1. The TRA Television Audience Measurement report (TAM), which gathers second-by-second anonymous census-level television audience measurement matched to census-level household demographics. TAM reports include TRA’s Advertising Media Exposure (AME) Report, Audience Retention (AR) Report and Reach Frequency (RF) Report.

2. TRA’s True Target Index (TTI) Report is used to select program vehicles to carry a brand’s advertising in order to reach the largest percentage of the types of purchasers most likely to respond to sales the largest number of times.

3. TRA’s Return On Investment Report (ROI) Report is used to post-evaluate which elements (targets, creative, networks, dayparts, program types, programs, frequency levels) produced the highest ROI so that the next media plan can allocate more heavily to the most productive elements.
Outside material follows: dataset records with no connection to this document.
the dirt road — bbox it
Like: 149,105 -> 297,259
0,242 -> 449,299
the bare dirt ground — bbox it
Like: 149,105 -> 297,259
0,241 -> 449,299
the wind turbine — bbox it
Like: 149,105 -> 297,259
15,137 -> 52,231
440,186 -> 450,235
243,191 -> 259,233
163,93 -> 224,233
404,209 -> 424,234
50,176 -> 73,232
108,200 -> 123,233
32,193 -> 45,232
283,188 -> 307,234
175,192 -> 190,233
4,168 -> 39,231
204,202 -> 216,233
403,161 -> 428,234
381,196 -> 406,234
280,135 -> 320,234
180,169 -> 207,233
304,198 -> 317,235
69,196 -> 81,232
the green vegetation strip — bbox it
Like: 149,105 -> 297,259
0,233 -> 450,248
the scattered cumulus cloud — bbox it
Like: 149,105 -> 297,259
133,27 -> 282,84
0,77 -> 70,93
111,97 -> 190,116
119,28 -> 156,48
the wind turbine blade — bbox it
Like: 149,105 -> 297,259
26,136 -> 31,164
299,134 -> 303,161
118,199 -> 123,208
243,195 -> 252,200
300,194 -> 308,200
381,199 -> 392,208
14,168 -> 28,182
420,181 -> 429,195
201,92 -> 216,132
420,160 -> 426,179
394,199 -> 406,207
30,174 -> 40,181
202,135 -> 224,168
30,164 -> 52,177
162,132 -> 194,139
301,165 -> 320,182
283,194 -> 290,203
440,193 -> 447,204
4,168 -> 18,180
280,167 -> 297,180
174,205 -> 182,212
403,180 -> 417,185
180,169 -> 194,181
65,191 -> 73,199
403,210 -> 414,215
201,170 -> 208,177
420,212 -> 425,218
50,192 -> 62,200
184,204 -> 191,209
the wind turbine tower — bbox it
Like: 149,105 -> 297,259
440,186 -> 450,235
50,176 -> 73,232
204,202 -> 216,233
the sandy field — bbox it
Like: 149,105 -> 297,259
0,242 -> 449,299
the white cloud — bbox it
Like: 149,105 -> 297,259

These reports tell advertisers, networks and agencies the relative strengths and weaknesses of different creative executions, and how such variables as program environment, time slots, and pod position impact their ROI.

==Privacy==
TRA has a patent-pending third-party blind matching solution implemented with TRA’s partners – names and addresses are never received nor seen by TRA. This privacy solution has been vetted by privacy experts in the telecommunications field and by companies whose businesses depend on privacy protection.
TRA is one of 65 companies in the U.S. to have obtained ISO/IEC 27001certification, the information security management system standard published by the International Organization for Standardization (ISO) designed to ensure security controls to protect information assets. TRA owns U.S. Patent No. 7,729,940, entitled “Analyzing Return on Investment of Advertising Campaigns by Matching Multiple Data Sources”; U.S. Patent No. 8,000,993, U.S. Patent No. 8,060,398 and U.S. Patent No. 8,112,301, all entitled "Using Consumer Purchase Behavior for Television Targeting.”